USC professor receives new USC Shoah Foundation grant for use of 1937 Nanjing Massacre testimonies

Thu, 05/31/2018 - 10:33am

EDITOR’S NOTE: USC Shoah Foundation last year launched an initiative to give out small grants to USC professors of any discipline who incorporate the Institute’s archive of genocide-survivor testimony into their coursework in a way that emphasizes diversity and inclusion. This is the second story in a series of five about the inaugural recipients.

Sonya Lee

In her courses on East Asia, USC Professor Sonya Lee often teaches students about  the 1937 Nanjing Massacre, when up to 300,000 Chinese civilians were murdered by the Japanese military over a period of six weeks.

But this year, for the first time, the art history professor assigned students testimonies from USC Shoah Foundation’s Visual History Archive Nanjing collection to learn firsthand from people who survived or witnessed the atrocities.

Lee was among the recipients of USC Shoah Foundation’s inaugural Diversity and Inclusion (DITT) Grant for incorporating the Institute’s Visual History Archive and IWitness into their curriculum.

In its first year, the Institute awarded grants to four USC faculty, as well as the Department of Social Change and Innovation at the Suzanne Dworak-Peck School of Social Work.
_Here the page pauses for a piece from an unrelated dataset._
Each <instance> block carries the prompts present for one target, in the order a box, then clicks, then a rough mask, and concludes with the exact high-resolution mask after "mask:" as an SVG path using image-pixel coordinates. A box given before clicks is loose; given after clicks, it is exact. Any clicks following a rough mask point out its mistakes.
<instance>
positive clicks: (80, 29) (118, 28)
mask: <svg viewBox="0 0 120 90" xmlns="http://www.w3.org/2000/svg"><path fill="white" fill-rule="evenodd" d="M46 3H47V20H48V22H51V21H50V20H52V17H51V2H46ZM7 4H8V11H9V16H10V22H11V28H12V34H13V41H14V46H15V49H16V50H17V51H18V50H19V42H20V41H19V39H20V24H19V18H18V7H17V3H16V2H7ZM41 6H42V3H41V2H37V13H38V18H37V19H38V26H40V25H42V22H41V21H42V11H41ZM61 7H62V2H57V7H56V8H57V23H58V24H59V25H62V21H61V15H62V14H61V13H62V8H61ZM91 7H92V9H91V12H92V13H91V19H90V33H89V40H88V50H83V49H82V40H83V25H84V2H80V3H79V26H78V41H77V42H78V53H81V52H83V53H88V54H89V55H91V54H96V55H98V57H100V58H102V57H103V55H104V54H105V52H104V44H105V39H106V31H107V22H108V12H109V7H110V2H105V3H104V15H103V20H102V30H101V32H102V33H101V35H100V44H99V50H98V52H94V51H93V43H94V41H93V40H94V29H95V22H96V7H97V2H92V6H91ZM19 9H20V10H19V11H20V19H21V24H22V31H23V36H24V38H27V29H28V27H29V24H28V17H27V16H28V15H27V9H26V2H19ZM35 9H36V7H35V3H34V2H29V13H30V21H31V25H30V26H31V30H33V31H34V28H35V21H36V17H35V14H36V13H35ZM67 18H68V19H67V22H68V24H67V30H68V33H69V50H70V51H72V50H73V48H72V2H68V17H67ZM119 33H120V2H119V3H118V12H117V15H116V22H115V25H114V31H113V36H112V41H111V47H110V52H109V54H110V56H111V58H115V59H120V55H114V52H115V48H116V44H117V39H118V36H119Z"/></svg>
The grant is part of the Stronger Than Hate initiative, which fosters support for instructors by enhancing their teaching experiences with resources that effectively engage students.

Lee, an Associate Professor of Chinese Art and Visual Cultures, proposed incorporating testimony in her new course, “Art and Cultural Heritage of East Asia.” This spring, she complemented her suite of photographic materials and text-based resources with audiovisual testimony of Nanjing Massacre survivors and witnesses housed in the Archive.

“I did not expect the inclusion of testimonies to be so engrossing,” Lee said. “As soon as the students started watching the testimonies, they got into the narrative, especially with the questions asked by the interviewer and the narrative from the interviewee and the immediacy of seeing someone’s face and someone who has actually been there.”

With the DITT Grant and access to nearly 55,000 testimonies on the VHA, Lee was able to harness the power of testimony to educate and impact her students. 

As part of the DITT Grant, faculty were provided an orientation to the VHA and IWitness, collaborated with Education Department staff, and met with instructional designers from the Center for Excellence in Teaching.

While Lee previously used a number of written accounts by eyewitnesses with powerful effects, she noted that, “this is very different from a text. With texts or documentary films, you don’t have the long exposure to one person. The students paid more attention to the unique nature of the medium.”

Now, her students watch entire testimonies, whose length in the Nanjing collection ranges from 30 minutes to two hours. There are currently thirty subtitled testimonies in the VHA.

“Seeing the testimony in its entirety is very different than seeing it in clips,” she said. “What is unusual about testimonies is that you watch them from beginning to end. Because of the nature of the narratives, you react very emotionally. The testimonies are not a transcript, not a film and are not for entertainment.”

Students wrote papers that conveyed their takeaways from the survivors’ stories.

Before the students interacted with curated clips from the Visual History Archive that are available on IWitness, they visited USC Shoah Foundation offices and received an orientation from staff.

Lee plans to use the testimonies in future courses.